Young Inventors Shine at Convention 

150 students participate in annual Invention Convention

May 23, 2014

An invention by two CPS 3rd-graders could forever change the way we butter our bread.

 

Called The Butter Stick, this simple contraption was the top winner at this year’s CPS Invention Convention – an opportunity for students in grades 3-8 to show off their innovation and creativity while competing for scholarships and entrepreneurial opportunities.

 

Designed by Autumn DeBonnett and Ariel McGee, both 3rd-graders at Skinner West,The Butter Stick allows butter to be rolled out smoothly, avoiding any tearing of the bread.

 

“I think it could change the world,” said Autumn, “because it helps people do something that’s part of their everyday lives.”

 

In accordance with contest rules, the girls began their invention process several months ago by identifying a simple problem they thought they could solve.

 

“I eat toast with butter every day, but sometimes when I spread the butter the toast breaks and I get agitated,” said Ariel. “I thought a lot of other people might have that problem too.”

 

The solution came in the form of a recycled glue stick.
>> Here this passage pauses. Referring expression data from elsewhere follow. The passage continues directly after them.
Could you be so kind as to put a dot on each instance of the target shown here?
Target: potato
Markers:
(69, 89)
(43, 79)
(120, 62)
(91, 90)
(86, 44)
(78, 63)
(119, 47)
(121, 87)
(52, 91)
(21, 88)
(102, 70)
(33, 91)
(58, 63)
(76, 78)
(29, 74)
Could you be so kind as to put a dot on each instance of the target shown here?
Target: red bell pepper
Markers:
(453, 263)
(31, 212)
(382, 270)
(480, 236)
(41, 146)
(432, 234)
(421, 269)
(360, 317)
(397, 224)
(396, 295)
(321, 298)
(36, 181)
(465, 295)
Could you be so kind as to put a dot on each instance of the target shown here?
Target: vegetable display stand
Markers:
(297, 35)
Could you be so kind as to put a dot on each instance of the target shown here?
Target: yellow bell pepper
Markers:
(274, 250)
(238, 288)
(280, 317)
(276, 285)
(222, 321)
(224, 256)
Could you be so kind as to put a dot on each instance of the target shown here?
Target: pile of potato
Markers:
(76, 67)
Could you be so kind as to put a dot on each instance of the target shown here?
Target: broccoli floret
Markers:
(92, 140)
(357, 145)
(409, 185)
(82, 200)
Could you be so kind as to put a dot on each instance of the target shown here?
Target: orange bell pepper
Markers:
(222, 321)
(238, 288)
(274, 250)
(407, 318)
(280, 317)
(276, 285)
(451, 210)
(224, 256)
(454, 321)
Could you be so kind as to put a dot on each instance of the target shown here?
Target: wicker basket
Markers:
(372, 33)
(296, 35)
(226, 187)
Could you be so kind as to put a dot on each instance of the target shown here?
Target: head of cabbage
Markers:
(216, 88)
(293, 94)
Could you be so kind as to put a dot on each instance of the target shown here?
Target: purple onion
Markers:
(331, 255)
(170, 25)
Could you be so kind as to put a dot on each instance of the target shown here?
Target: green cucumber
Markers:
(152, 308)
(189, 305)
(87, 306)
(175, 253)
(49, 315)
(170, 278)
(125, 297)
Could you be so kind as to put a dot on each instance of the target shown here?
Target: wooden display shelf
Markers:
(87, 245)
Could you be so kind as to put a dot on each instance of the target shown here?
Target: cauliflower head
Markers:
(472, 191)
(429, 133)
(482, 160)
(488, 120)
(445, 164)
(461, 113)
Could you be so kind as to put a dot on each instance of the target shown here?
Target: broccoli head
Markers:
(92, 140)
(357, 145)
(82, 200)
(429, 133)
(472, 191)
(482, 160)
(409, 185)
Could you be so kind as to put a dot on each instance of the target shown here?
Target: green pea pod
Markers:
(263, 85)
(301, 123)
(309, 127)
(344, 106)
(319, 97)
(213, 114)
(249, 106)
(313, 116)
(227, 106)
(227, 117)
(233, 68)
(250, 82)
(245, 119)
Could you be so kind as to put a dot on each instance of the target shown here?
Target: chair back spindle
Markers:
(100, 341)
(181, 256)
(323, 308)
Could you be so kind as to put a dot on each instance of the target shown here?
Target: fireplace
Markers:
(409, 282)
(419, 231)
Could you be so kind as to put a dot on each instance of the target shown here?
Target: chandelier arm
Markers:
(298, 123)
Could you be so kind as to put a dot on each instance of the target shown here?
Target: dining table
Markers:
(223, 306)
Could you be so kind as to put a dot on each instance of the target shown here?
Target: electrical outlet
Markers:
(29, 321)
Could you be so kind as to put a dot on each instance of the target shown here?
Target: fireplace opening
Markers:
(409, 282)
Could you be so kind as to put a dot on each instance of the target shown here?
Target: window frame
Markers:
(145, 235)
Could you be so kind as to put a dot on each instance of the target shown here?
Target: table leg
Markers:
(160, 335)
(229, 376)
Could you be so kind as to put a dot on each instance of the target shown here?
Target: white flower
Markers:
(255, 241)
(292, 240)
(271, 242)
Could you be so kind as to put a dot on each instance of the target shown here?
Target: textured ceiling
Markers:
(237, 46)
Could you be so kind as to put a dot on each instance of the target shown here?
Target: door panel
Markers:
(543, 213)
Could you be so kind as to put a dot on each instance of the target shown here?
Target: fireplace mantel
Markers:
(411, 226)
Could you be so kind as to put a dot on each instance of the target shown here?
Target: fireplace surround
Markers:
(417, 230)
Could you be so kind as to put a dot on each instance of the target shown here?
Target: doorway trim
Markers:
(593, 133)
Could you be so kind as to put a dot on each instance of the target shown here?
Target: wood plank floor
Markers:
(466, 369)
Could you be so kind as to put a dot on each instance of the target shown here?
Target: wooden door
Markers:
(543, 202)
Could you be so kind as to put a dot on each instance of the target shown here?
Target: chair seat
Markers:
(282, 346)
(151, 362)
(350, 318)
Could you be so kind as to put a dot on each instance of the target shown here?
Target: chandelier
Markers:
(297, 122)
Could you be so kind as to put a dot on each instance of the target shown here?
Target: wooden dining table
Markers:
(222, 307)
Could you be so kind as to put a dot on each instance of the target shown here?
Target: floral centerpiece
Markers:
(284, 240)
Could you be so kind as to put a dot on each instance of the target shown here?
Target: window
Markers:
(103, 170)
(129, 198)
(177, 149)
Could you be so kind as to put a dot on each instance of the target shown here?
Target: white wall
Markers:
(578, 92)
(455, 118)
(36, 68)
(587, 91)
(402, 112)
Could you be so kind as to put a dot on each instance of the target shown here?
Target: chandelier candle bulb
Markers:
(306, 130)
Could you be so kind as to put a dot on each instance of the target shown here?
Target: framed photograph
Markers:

The girls started by removing the excess glue, cleaning it, and filling the glue stick with butter. They chilled it overnight to create a mold, then twisted the bottom and rolled the butter smoothly onto bread.

 

The simple yet effective creation earned Autum and Ariel a $500 scholarship and a prototyping and mentoring opportunity with Imagine-It-Tech, one of the event’s key sponsors.

 

“I’m so proud of them for their amazing creativity,” said Skinner teacher Kori Milroy, who also guided last year’s Invention Convention winner into first place. “They thought of something that is very simple, but that really solves a problem they’d experienced in their lives, which is the whole idea of this exercise.”

 

Held at Crane Technical Prep High School, the Invention Convention inspires students to come up with original, problem-solving ideas and see them through to fruition.

 

“It gives kids a chance to develop an idea all their own in a creative, encouraging environment,” said Anneliewse Gegenheimer, Program Coordinator for the Invention Convention. “They’re responsible for developing and communicating that idea with our judges, which builds their confidence, as well as their presentation and communication skills.”

 

The judges were volunteer executives from IBM, the event’s main sponsor, as well as other corporations and STEM-related businesses throughout the city. In addition to supporting each other’s work, the students competed for over $4,000 in scholarships and prizes and participated in Imagination Station activities meant to further inspire their creativity.